GigaTok: Scaling Visual Tokenizers to 3 Billion Parameters for Autoregressive Image Generation (2504.08736v1)

Abstract: In autoregressive (AR) image generation, visual tokenizers compress images into compact discrete latent tokens, enabling efficient training of downstream autoregressive models for visual generation via next-token prediction. While scaling visual tokenizers improves image reconstruction quality, it often degrades downstream generation quality -- a challenge not adequately addressed in existing literature. To address this, we introduce GigaTok, the first approach to simultaneously improve image reconstruction, generation, and representation learning when scaling visual tokenizers. We identify the growing complexity of latent space as the key factor behind the reconstruction vs. generation dilemma. To mitigate this, we propose semantic regularization, which aligns tokenizer features with semantically consistent features from a pre-trained visual encoder. This constraint prevents excessive latent space complexity during scaling, yielding consistent improvements in both reconstruction and downstream autoregressive generation. Building on semantic regularization, we explore three key practices for scaling tokenizers:(1) using 1D tokenizers for better scalability, (2) prioritizing decoder scaling when expanding both encoder and decoder, and (3) employing entropy loss to stabilize training for billion-scale tokenizers. By scaling to $\bf{3 \space billion}$ parameters, GigaTok achieves state-of-the-art performance in reconstruction, downstream AR generation, and downstream AR representation quality.

GigaTok: Scaling Visual Tokenizers to 3 Billion Parameters for Autoregressive Image Generation

The paper, "GigaTok: Scaling Visual Tokenizers to 3 Billion Parameters for Autoregressive Image Generation," addresses a critical challenge in the development of large-scale visual tokenizers for autoregressive image generation. The research specifically tackles the paradox where enhancing the model capacity of visual tokenizers typically improves image reconstruction fidelity but adversely impacts downstream generation quality. This dilemma highlights the intricate balance between reconstruction accuracy and the complexity of latent token space, which has not been effectively resolved in the existing literature.

Challenges and Innovative Approaches

The primary challenge identified by the authors is the increasing complexity of the latent space as visual tokenizers are scaled, which complicates the learning process for subsequent autoregressive (AR) models. To counteract this issue, the paper introduces GigaTok, a 3 billion parameter visual tokenizer. The core innovation lies in semantic regularization, which aligns the tokenizer's features with semantically meaningful features from a pre-trained visual encoder like DINOv2. This regularization strategy acts as a constraint, limiting the complexity of the latent space and thereby facilitating improvements in both reconstruction and downstream generation tasks.

Key Strategies for Scaling

To effectively scale visual tokenizers, the authors propose several key strategies:

1. 1D Tokenizers: Utilizing 1D tokenizers rather than 2D structures for improved scalability.
2. Asymmetric Scaling: Prioritizing the scaling of the decoder over the encoder, which is deemed more effective due to the decoder's pivotal role in generating detailed reconstructions.
3. Entropy Loss: Applying entropy loss to stabilize the training of billion-scale tokenizers, thereby achieving high codebook utilization and enabling convergence for very large models.
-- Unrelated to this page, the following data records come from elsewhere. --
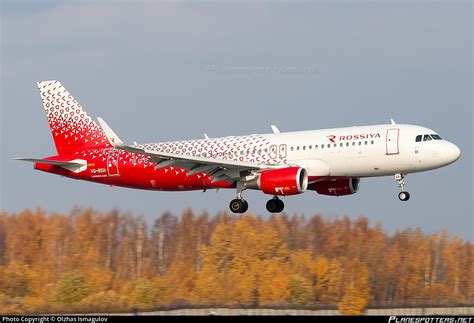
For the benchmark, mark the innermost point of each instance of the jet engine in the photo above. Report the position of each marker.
(283, 181)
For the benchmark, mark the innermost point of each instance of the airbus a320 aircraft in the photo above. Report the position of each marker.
(328, 161)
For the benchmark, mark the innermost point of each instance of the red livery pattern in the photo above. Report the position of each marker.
(278, 164)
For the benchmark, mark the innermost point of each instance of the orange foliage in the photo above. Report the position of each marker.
(120, 263)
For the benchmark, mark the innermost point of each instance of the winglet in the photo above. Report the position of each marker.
(275, 129)
(110, 134)
(115, 141)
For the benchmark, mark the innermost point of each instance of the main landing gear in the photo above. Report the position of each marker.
(403, 195)
(275, 205)
(239, 205)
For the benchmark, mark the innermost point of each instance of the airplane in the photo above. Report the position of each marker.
(328, 161)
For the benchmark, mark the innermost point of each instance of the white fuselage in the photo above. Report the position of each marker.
(365, 151)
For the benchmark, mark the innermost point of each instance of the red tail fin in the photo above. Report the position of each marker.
(72, 128)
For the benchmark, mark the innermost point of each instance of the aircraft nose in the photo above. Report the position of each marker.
(452, 153)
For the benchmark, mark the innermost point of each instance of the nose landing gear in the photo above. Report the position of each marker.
(403, 195)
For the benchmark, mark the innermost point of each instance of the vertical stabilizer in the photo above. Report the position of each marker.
(72, 128)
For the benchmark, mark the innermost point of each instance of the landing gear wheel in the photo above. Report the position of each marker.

These methodological innovations allow GigaTok to achieve state-of-the-art performance across several metrics, including reconstruction quality, downstream AR generation, and even representation learning as indicated by linear probing accuracy.
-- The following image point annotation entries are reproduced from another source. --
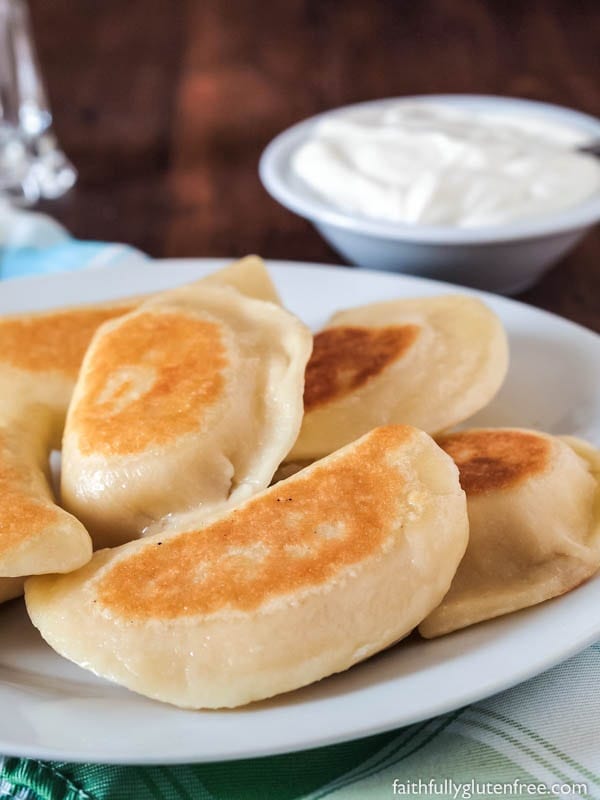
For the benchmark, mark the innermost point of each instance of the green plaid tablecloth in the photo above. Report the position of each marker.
(544, 733)
(540, 739)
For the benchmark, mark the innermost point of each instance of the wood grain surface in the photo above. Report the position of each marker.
(165, 106)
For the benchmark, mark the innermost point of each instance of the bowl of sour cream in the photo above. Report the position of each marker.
(478, 190)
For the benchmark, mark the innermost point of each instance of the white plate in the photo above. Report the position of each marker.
(50, 708)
Implications and Future Directions

The implications of this research extend both practically and theoretically in the domain of autoregressive image generation. Practically, the ability to achieve high fidelity in image reconstruction while maintaining or improving generation quality opens new avenues for deploying AR models in real-world applications, such as image editing or visual content generation, where high-resolution outputs are crucial.

Theoretically, the findings underscore the importance of balancing complexity in the latent space with semantic consistency, specifically in models of scale. This may inspire further research into how semantic alignment techniques can be leveraged across other domains involving generative models or multimodal tasks.

Additionally, the scalability of the tokenizer discussed in this paper indicates potential paths forward in unifying multimodal understanding and generation tasks. The improved representation quality observed in downstream AR models trained with GigaTok hints at significant crossover potential for tasks that require nuanced understanding and generative capabilities spanning text, images, and potentially other modalities.

Conclusion

The paper's contributions are significant in that they address a long-standing challenge in scaling visual tokenizers for AR image generation, suggesting strategies and solutions with practical benefits. As the field of AI continues to grapple with scaling up model architectures efficiently and effectively, insights from this research provide a tangible path forward in balancing performance metrics across diverse application areas. Future explorations could further elucidate the intricate dynamics between model scalability, semantic regularization, and the generative capacity of large-scale neural networks.